PBMs were originally established to handle claims and negotiate lower drug prices with pharmaceutical companies. However, currently, they manage prescription drug plans for millions of Americans, with three PBMs controlling almost 80% of the prescription drug market.
PBMs function as intermediaries, overseeing all aspects of the prescription drug benefits process for insurance companies, self-insured employers, unions, and government programs.
The lack of transparency makes it impossible to determine whether and how PBMs may be manipulating the prescription drug market to boost profits and raise drug prices for consumers.

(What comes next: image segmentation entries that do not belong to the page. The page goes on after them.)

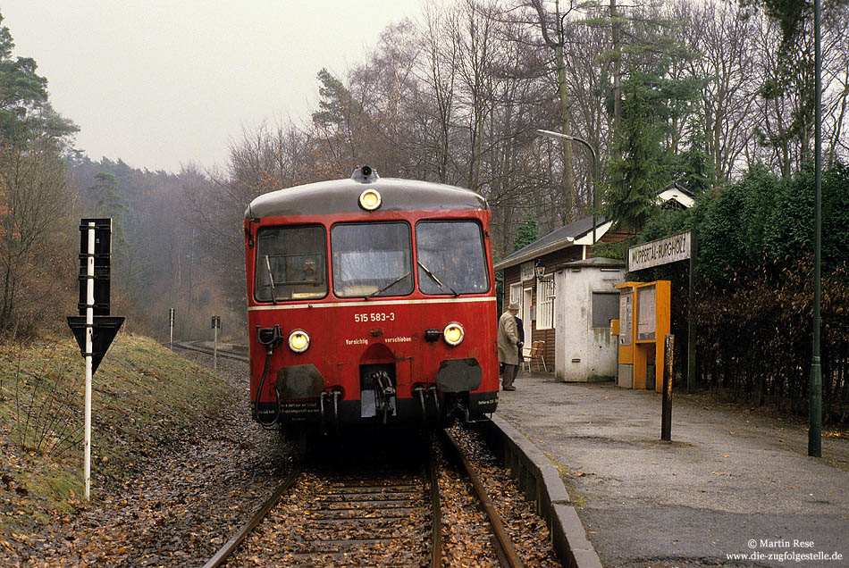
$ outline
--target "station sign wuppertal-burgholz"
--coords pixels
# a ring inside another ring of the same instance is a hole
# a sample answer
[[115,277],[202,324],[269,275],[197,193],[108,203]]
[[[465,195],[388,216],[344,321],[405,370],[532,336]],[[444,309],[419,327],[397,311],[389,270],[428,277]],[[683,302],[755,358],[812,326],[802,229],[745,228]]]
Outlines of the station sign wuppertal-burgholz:
[[690,258],[690,231],[643,243],[628,249],[628,271]]

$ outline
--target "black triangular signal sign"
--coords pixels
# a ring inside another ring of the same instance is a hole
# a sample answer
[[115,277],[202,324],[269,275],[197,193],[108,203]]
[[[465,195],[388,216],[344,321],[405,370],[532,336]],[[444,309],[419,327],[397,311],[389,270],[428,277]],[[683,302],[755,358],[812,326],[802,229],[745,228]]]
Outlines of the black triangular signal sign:
[[[106,355],[112,340],[118,335],[118,330],[121,324],[124,322],[122,317],[114,317],[109,315],[94,316],[94,325],[91,333],[91,374],[97,371],[97,365],[103,356]],[[77,345],[80,346],[80,352],[83,358],[86,356],[86,318],[81,315],[69,315],[68,327],[73,332],[73,337],[77,338]]]

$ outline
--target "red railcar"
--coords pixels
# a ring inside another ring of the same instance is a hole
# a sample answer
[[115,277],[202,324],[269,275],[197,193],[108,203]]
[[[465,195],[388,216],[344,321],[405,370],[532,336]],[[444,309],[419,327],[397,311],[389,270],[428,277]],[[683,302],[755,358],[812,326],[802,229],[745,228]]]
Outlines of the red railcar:
[[490,216],[472,191],[368,166],[251,202],[255,420],[308,431],[494,412]]

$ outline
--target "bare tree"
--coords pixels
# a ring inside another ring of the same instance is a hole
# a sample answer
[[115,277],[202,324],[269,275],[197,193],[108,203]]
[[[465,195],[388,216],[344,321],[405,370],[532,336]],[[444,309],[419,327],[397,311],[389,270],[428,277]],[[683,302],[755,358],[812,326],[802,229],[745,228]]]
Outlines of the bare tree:
[[56,244],[68,237],[71,202],[56,144],[38,136],[0,146],[0,328],[13,334],[32,332],[42,318],[31,308],[63,284]]

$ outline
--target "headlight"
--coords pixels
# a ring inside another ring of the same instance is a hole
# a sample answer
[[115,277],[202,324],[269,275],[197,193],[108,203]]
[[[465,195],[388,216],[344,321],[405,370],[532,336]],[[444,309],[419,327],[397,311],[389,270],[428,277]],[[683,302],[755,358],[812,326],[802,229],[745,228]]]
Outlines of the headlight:
[[463,341],[463,326],[459,323],[449,323],[442,330],[442,338],[450,346],[458,346]]
[[374,211],[381,206],[382,201],[376,189],[366,189],[359,194],[359,206],[366,211]]
[[295,353],[303,353],[309,347],[309,336],[306,331],[296,330],[289,334],[289,348]]

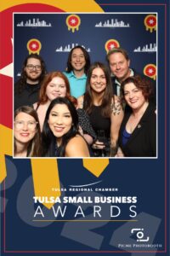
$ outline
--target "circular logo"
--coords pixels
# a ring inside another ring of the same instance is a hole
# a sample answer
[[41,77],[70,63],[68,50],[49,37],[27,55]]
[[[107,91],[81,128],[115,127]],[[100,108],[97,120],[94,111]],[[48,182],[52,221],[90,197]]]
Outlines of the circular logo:
[[68,30],[71,29],[72,32],[74,32],[76,29],[78,30],[80,24],[80,17],[76,15],[71,15],[66,18]]
[[147,15],[144,20],[146,30],[150,30],[152,32],[153,30],[156,29],[156,16],[153,15]]
[[29,40],[26,46],[27,46],[27,49],[29,51],[29,55],[31,53],[33,53],[33,54],[37,53],[39,55],[40,49],[42,49],[41,42],[35,38]]
[[108,52],[115,47],[120,47],[119,42],[116,39],[110,39],[105,43],[105,50]]
[[144,74],[156,80],[156,67],[154,64],[148,64],[144,68]]

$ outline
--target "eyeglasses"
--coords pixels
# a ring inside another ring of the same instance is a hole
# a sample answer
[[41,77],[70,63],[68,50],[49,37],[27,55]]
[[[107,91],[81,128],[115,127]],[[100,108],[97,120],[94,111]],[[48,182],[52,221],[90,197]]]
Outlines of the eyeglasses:
[[31,65],[31,64],[28,64],[26,65],[26,67],[28,68],[28,70],[32,70],[32,69],[37,69],[37,70],[41,70],[42,69],[42,66],[41,65]]
[[36,128],[37,122],[34,122],[34,121],[25,122],[23,120],[14,121],[14,126],[17,130],[23,129],[26,124],[28,130],[33,131]]

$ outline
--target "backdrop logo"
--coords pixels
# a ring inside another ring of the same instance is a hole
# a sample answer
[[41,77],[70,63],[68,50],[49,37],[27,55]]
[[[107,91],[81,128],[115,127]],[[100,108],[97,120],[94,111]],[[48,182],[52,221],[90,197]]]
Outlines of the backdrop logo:
[[114,47],[120,47],[119,42],[116,39],[110,39],[105,43],[105,50],[108,52]]
[[156,67],[154,64],[148,64],[144,68],[144,74],[156,80]]
[[37,53],[39,55],[40,50],[42,49],[41,42],[35,38],[29,40],[26,46],[29,51],[29,55],[31,53],[33,54]]
[[132,229],[131,233],[136,233],[137,241],[148,241],[150,240],[150,236],[144,237],[144,229]]
[[153,15],[147,15],[144,20],[144,24],[146,30],[152,32],[153,30],[156,30],[156,16]]
[[81,24],[81,19],[78,15],[71,15],[66,18],[66,25],[68,26],[68,30],[72,30],[72,32],[75,32],[75,30],[78,30],[79,26]]

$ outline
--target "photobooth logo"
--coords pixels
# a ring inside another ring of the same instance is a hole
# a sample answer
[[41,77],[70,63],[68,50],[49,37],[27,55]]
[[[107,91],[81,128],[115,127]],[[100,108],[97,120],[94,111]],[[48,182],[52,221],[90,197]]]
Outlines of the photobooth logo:
[[131,233],[136,233],[137,241],[148,241],[150,240],[150,236],[144,236],[144,229],[132,229]]

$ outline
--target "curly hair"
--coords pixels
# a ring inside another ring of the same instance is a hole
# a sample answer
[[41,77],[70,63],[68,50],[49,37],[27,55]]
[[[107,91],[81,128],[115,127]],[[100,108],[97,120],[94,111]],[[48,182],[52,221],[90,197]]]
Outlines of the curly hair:
[[51,82],[51,80],[54,78],[60,78],[60,79],[62,79],[64,80],[65,84],[66,86],[66,95],[65,95],[65,97],[67,97],[71,102],[73,102],[73,104],[75,106],[76,106],[77,105],[76,99],[71,96],[71,90],[70,90],[69,80],[64,75],[64,73],[62,73],[60,71],[54,71],[54,72],[48,73],[45,76],[45,78],[44,78],[44,79],[42,81],[41,89],[40,89],[39,101],[37,102],[37,106],[39,106],[40,104],[45,104],[48,102],[48,96],[46,94],[46,90],[47,90],[48,84]]
[[121,84],[121,90],[122,100],[124,100],[124,87],[127,84],[133,83],[134,85],[142,91],[143,96],[146,101],[149,101],[153,94],[153,87],[151,82],[144,77],[139,75],[128,77]]
[[54,137],[52,131],[50,130],[48,125],[48,119],[52,108],[57,104],[66,105],[71,113],[71,116],[72,119],[72,125],[71,129],[67,131],[66,134],[63,135],[62,137],[62,143],[61,145],[60,146],[59,156],[65,156],[65,148],[68,142],[70,141],[70,139],[76,137],[76,134],[79,134],[78,114],[74,104],[67,98],[58,97],[53,100],[47,111],[45,121],[43,124],[42,133],[42,145],[44,149],[43,155],[45,156],[55,156],[55,145],[56,145],[57,138]]
[[47,73],[47,70],[46,70],[46,66],[45,66],[45,62],[43,61],[43,59],[38,55],[37,54],[30,54],[29,55],[26,56],[26,58],[24,61],[24,63],[22,65],[22,69],[21,69],[21,76],[20,78],[20,79],[16,82],[16,86],[14,88],[15,92],[18,94],[20,94],[23,90],[26,88],[26,73],[25,71],[25,68],[27,65],[27,61],[29,59],[33,58],[33,59],[37,59],[40,61],[41,63],[41,67],[42,67],[42,73],[41,75],[39,77],[39,84],[41,84],[45,74]]
[[99,67],[103,70],[106,79],[106,87],[105,87],[105,94],[103,96],[102,103],[101,103],[101,114],[104,117],[107,118],[110,116],[110,112],[111,112],[110,106],[111,106],[111,101],[113,99],[113,88],[111,85],[109,69],[105,65],[104,65],[101,62],[94,62],[88,70],[87,84],[86,84],[86,93],[84,95],[83,108],[88,114],[91,113],[93,104],[94,104],[94,99],[92,95],[90,79],[94,69],[97,67]]
[[88,51],[81,45],[75,46],[70,51],[69,55],[68,55],[68,60],[67,60],[66,73],[70,73],[73,70],[73,67],[71,65],[71,56],[72,56],[72,52],[75,49],[82,49],[82,51],[84,55],[84,58],[85,58],[85,61],[86,61],[86,64],[85,64],[85,67],[84,67],[84,73],[85,73],[85,74],[87,74],[87,73],[88,71],[88,68],[90,67],[90,56],[89,56]]

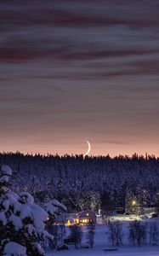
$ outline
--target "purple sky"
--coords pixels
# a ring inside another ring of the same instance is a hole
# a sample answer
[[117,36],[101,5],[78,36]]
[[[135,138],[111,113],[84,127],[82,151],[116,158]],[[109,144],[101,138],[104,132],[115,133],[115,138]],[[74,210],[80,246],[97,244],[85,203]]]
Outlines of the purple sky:
[[158,0],[0,2],[0,151],[159,155]]

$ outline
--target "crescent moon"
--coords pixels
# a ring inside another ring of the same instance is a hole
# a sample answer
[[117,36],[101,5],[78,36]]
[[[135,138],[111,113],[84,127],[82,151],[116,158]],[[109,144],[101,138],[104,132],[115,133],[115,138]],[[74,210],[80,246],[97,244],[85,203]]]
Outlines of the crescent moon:
[[86,141],[86,143],[88,143],[88,151],[83,154],[83,156],[85,157],[86,155],[88,155],[90,151],[91,151],[91,145],[90,145],[90,143],[88,141]]

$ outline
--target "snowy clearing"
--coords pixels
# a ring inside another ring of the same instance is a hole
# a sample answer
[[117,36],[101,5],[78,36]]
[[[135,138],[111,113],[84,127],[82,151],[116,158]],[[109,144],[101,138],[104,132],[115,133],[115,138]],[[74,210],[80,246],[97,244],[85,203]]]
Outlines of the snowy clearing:
[[[118,247],[112,247],[109,245],[107,241],[107,225],[106,224],[97,224],[96,225],[96,232],[94,236],[94,247],[93,249],[91,248],[81,248],[75,249],[73,245],[69,246],[69,250],[67,251],[54,251],[47,253],[47,256],[89,256],[89,255],[96,255],[96,256],[122,256],[122,255],[128,255],[128,256],[144,256],[144,255],[150,255],[150,256],[159,256],[159,247],[158,246],[130,246],[128,242],[128,236],[126,234],[127,227],[128,225],[128,222],[123,222],[123,230],[124,230],[124,246]],[[83,228],[83,239],[82,242],[82,246],[86,245],[86,231],[85,228]],[[117,251],[105,251],[109,249],[117,249]]]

PBM Transparency Act will tackle these common issues
The PBM Transparency Act aims to ban the practice of “spread pricing,” where PBMs negotiate substantial rebates from drug manufacturers and then charge pharmacies the full price. Additionally, the act mandates transparency regarding the rebates PBMs receive from manufacturers, as well as the fees they charge insurers and pay pharmacies.
Sens. Maria Cantwell (D-Wash.), Chair of the Commerce Committee, and Chuck Grassley (R-Iowa), Ranking Member of the Budget Committee, introduced this bill with a broad bipartisan support but also support from BIO.
“This bipartisan bill would not only put a stop to deceptive and opaque pricing schemes that burden consumers with higher prices, it also saves taxpayers $740 million. It’s a win-win, and warrants swift approval in Congress,” Sen. Grassley said.
But there was some opposition to this bill. An amendment proposed by Sen. Ted Cruz (R-TX) aimed to undermine the entire legislation and instead called for an investigation into the operations of “big pharma companies” in the supply chain, which he claimed were inadequately addressed in the legislation. However, the amendment was ultimately unsuccessful.